It’s a sad day for medical marijuana dispensaries in Los Angeles. A group of medical marijuana collectives, led by Daniel Halbert of the Rainforest Collective in Mar Vista, are going to fall short of the 27,425 signatures it would take to overturn a recently drafted ordinance. The ordinance will significantly reduce the amount of dispensaries allowed in LA. The group had by the end of the day to get the signatures, however, they only have around 15,000 collected.
"If we had a total of 30 days, we would have achieved our goal. This is a very popular issue, but the city purposely delayed the approval of our petitions and ate up 10 of our days," Halbert said. When asked what was next for the group, Mr. Halbert said they are looking into possible litigation. "The United States is all about free markets, and there should be as many collectives as patients need."
The ordinance requires that dispensaries be at least 1,000 feet away from schools, public parks, and other specified areas. It also bans collectives from being "on a lot abutting, across the street or alley from, or having a common corner with a residentially zoned lot or a lot improved with residential use."

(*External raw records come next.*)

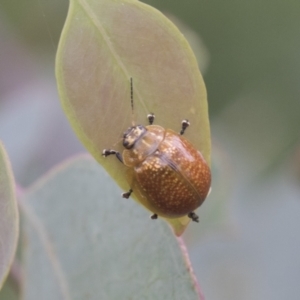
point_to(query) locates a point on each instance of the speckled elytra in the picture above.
(164, 168)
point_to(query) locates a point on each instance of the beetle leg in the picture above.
(184, 125)
(127, 194)
(193, 216)
(151, 118)
(154, 217)
(107, 152)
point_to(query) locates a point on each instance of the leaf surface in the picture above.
(103, 44)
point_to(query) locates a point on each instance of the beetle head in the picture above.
(133, 134)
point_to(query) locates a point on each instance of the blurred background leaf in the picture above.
(9, 216)
(88, 242)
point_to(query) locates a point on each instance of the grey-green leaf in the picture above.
(9, 217)
(83, 241)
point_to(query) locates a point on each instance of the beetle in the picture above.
(164, 169)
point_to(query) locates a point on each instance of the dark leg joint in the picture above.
(184, 125)
(151, 118)
(107, 152)
(154, 217)
(193, 216)
(127, 194)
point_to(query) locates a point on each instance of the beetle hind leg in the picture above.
(127, 194)
(151, 118)
(194, 217)
(154, 217)
(184, 125)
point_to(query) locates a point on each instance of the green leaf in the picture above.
(83, 241)
(9, 217)
(103, 44)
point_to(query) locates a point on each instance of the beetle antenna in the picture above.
(131, 98)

Councilman Ed Reyes defended the ordinance by stating, "The goal has been, and continues to be, to adopt a final ordinance that protects our communities and at the same time recognizes the rights of those who require access to marijuana dispensaries for medical purposes. The collective fees detailed in the report are reasonable and get us closer to that goal."
Another lawsuit was filed by Americans for Safe Access earlier this month over the same proposed ordinance. "What our lawsuit is about is giving these facilities that are registered with the city due process to be able to either relocate or remain where they are if they're not a disturbance to people in the community,” said an ASA spokesperson. "The second thing is to relax the buffer zone — the restrictions on where dispensaries can be located in the city," he said. "It's far too restrictive and relegates these facilities out to the very remote areas of the city, mostly in industrial zones. We would much rather have patient demand drive the supply and the number of facilities that exist.”

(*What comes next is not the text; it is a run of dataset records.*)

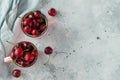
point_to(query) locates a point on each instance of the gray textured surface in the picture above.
(85, 40)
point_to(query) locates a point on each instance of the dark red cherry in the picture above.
(35, 23)
(26, 45)
(16, 73)
(28, 57)
(34, 53)
(18, 52)
(27, 29)
(12, 55)
(37, 14)
(31, 15)
(48, 50)
(35, 32)
(52, 12)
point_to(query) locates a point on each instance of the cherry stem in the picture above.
(11, 43)
(47, 60)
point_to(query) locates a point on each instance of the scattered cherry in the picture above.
(37, 14)
(31, 15)
(24, 54)
(35, 32)
(48, 50)
(31, 23)
(28, 57)
(52, 12)
(27, 29)
(26, 45)
(34, 53)
(12, 55)
(27, 21)
(16, 73)
(18, 52)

Hopefully one of these lawsuits results in a constructive conversation in Los Angeles. Because it was the first dispensary ordinance drafted for a large metro area, the current proposal is littered with problems. The city needs to step back for a moment, and look at ordinances that have been drafted in other areas in the last two months. It was like the city panicked, came up with the first draft they could think of, and then have been fighting like hell ever since to protect it in its rawest form. The city needs to go back to the drawing table, consider other options, and put together something that is more fair to the patients (and dispensary owners) in LA.